Urban transport in Uganda is currently facing a significant motorization rate with 50% of all vehicles operating within the City of Kampala. However, the majority of urban residents rely on poor public transport. Walking is still the dominant mode of transport in Kampala (with an average trip length of 4km) and while cycling has typically been a preferred mode for some, it has become more and more dangerous due to the absence of protected cycle ways paired with the high speed of motorized traffic and the poor driving habits of minibus drivers.
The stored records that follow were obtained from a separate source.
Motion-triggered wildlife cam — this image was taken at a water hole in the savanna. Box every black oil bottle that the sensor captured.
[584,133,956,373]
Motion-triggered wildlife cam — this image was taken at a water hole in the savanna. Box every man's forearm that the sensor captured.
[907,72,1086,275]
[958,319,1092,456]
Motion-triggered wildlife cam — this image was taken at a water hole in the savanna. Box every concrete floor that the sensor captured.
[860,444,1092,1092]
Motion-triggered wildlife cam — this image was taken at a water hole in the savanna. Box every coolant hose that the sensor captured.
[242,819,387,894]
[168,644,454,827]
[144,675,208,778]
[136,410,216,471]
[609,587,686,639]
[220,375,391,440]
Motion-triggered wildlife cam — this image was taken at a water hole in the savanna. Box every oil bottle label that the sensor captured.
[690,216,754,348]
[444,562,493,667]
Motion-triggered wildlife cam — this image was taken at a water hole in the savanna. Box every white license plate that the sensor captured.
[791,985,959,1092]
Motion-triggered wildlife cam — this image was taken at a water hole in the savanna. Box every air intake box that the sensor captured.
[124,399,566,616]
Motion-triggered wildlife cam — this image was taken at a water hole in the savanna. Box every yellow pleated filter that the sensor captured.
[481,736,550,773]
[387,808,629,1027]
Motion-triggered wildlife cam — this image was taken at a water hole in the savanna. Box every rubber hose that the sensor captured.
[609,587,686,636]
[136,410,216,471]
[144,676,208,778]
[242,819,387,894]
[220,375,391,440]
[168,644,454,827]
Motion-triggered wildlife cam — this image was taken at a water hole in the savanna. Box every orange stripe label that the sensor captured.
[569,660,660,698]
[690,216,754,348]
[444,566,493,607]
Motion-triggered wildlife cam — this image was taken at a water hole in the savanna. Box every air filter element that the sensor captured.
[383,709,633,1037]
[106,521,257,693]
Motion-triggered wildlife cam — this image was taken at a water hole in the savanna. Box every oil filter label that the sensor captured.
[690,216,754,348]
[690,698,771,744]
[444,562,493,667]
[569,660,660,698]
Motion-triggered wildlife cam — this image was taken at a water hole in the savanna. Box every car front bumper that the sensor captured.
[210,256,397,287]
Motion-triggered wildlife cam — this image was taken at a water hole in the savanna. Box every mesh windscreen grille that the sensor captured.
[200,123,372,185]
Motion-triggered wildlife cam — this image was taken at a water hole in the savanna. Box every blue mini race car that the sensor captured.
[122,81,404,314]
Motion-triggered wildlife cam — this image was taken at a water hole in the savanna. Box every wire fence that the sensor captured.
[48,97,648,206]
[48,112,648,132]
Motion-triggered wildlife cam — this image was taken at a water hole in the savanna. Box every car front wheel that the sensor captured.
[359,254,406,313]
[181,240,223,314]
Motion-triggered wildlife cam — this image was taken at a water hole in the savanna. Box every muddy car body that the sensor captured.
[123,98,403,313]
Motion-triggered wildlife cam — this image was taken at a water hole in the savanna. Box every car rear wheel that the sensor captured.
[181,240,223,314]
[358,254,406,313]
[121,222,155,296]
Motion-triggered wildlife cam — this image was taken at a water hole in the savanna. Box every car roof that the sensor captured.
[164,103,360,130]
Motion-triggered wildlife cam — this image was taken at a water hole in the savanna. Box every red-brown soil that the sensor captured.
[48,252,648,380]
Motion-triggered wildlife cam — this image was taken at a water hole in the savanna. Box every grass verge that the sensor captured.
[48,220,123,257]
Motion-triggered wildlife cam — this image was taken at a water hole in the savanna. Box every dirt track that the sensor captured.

Related negative economic and environmental impacts are flanked by one of the lowest road safety standards worldwide. Moreover, health problems associated with air pollution have been on the rise. Key drivers for these trends include a poor and inadequate road system; high traffic congestion; and low standards for private and commercial vehicles. Chronic traffic jams in the city centre already lead to lower urban productivity and long travel times. As in most African cities, the urban transport sector is the most significant source of climate changing CO2 emissions. Related negative economic and environmental impacts are flanked by one of the lowest road safety standards worldwide.

The Feasibility Study for the Nairobi Mass Rapid Transit System has been completed and is nearing the point of approval from the national government. The next steps will be to determine if the national government, in conjunction with the donor community, are to proceed to a pilot project stage. The Ministry of Works and Transport are in the midst of procuring a consultant to undertake the detailed design and operation planning for the first Bus Rapid Transit corridor in Kampala.

The Institute for Transportation and Development Policy (ITDP) is providing technical assistance and coordinate the project management unit (PMU) for Kampala.